AACR Annual Meetingとは
AACR Annual Meetingは、がんの発症機構、腫瘍免疫、病理、創薬、診断、バイオマーカー開発、臨床研究など、がん研究に関わる幅広い領域の研究者、医療関係者、企業が一堂に会する国際会議です。学術的な発表に加え、企業展示や技術紹介も充実しており、研究現場で求められる新しい解析技術や装置、試薬、データ解析ソリューションの動向を把握するうえでも重要な機会となっています。
特に近年は、腫瘍組織内の細胞配置や機能状態を可視化する「空間生物学」と、血液中の希少細胞や循環腫瘍細胞を対象とする「リキッドバイオプシー」の重要性が高まっています。いずれも、従来の単純な平均値では捉えきれない腫瘍の不均一性や微小環境、治療応答性の違いを理解するために欠かせない技術領域です。
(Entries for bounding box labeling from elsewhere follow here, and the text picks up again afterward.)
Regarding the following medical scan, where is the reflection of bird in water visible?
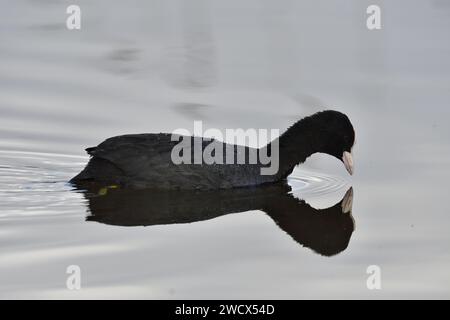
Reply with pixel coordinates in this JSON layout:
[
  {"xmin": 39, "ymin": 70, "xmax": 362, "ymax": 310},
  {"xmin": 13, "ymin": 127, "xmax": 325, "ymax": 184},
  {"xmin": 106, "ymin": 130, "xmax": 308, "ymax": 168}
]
[
  {"xmin": 78, "ymin": 183, "xmax": 354, "ymax": 256},
  {"xmin": 71, "ymin": 110, "xmax": 355, "ymax": 190}
]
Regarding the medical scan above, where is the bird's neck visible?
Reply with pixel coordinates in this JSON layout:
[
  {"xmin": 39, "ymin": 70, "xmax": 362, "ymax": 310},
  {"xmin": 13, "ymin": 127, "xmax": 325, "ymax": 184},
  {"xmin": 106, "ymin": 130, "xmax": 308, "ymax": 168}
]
[{"xmin": 271, "ymin": 117, "xmax": 322, "ymax": 179}]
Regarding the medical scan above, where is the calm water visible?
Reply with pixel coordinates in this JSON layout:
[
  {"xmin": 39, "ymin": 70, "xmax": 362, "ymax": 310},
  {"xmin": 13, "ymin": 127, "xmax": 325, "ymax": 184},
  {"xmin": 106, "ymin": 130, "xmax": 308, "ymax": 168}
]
[{"xmin": 0, "ymin": 0, "xmax": 450, "ymax": 299}]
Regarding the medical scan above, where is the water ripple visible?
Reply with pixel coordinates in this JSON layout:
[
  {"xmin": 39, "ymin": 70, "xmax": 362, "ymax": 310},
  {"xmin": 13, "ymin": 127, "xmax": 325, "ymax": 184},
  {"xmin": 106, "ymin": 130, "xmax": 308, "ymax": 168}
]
[{"xmin": 0, "ymin": 150, "xmax": 85, "ymax": 218}]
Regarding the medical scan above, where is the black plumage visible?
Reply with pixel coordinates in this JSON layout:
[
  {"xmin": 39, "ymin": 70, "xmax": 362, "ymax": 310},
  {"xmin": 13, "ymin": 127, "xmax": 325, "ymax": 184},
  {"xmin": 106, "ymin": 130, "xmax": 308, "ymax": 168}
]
[{"xmin": 71, "ymin": 110, "xmax": 355, "ymax": 190}]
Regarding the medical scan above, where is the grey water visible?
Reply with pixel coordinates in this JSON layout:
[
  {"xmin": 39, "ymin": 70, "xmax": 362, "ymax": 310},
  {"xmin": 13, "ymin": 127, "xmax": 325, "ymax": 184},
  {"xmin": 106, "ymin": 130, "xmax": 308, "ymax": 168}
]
[{"xmin": 0, "ymin": 0, "xmax": 450, "ymax": 299}]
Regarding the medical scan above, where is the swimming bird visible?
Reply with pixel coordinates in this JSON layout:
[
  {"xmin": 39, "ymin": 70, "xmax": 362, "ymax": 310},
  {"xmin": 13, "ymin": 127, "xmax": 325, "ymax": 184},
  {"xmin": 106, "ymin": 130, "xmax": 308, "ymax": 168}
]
[{"xmin": 71, "ymin": 110, "xmax": 355, "ymax": 190}]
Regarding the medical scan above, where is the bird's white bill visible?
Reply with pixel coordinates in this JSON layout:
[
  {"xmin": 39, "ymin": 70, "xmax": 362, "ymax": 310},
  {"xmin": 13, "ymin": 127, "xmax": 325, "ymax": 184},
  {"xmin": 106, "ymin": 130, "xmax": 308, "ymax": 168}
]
[{"xmin": 342, "ymin": 151, "xmax": 353, "ymax": 175}]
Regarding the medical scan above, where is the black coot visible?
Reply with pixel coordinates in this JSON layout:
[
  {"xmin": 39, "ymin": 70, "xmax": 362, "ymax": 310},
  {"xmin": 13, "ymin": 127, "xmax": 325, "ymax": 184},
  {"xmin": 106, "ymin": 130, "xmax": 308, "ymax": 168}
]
[{"xmin": 71, "ymin": 110, "xmax": 355, "ymax": 190}]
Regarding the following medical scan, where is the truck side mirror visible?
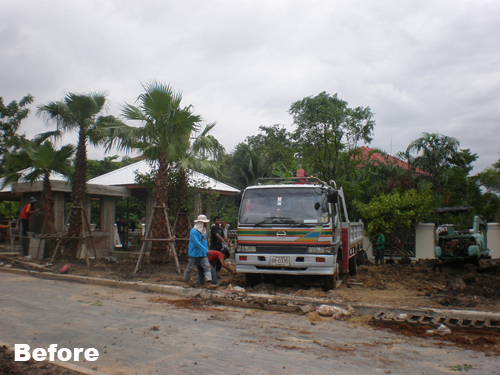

RareCyteがAACR 2026で示す技術的な位置づけ
RareCyte社は、組織切片の多重蛍光イメージングによる空間解析を実現する「Orion」と、希少細胞の検出・画像確認・回収に対応する「CyteFinder」を通じて、空間生物学とリキッドバイオプシーの両面から研究を支援しています。
Orionは、腫瘍組織における免疫細胞や腫瘍細胞、周辺微小環境の空間的な関係性を評価する用途に適しており、創薬研究、トランスレーショナル研究、病理解析、バイオマーカー探索などで活用が進んでいます。一方、CyteFinderは、血液やその他液性検体中の循環腫瘍細胞を対象とした検出・解析に強みを持ち、非侵襲的なバイオマーカー評価や治療モニタリングの研究に利用されています。
AACR 2026 における発表演題を見ると、RareCyteの技術は単なる装置紹介にとどまらず、実際の研究課題に対する解析基盤として用いられていることが分かります。とくに、免疫微小環境の可視化、がん幹細胞ニッチの同定、臨床試験における免疫解析、AIを組み合わせた病理画像解析、CTCベースの治療応答予測など、現在のがん研究で重要性の高いテーマが並んでいます。
注目演題:空間生物学関連
今回の発表では、空間生物学を活用した演題が多数含まれています。たとえば、膵がんにおけるCD44v9の時空間的な動態解析では、治療抵抗性に関与する老化細胞由来ニッチの解明が試みられています。また、膵上皮内腫瘍におけるがん幹細胞の局在を空間的に評価する研究も報告されており、腫瘍進展や再発の理解に向けた新たな視点として注目されます。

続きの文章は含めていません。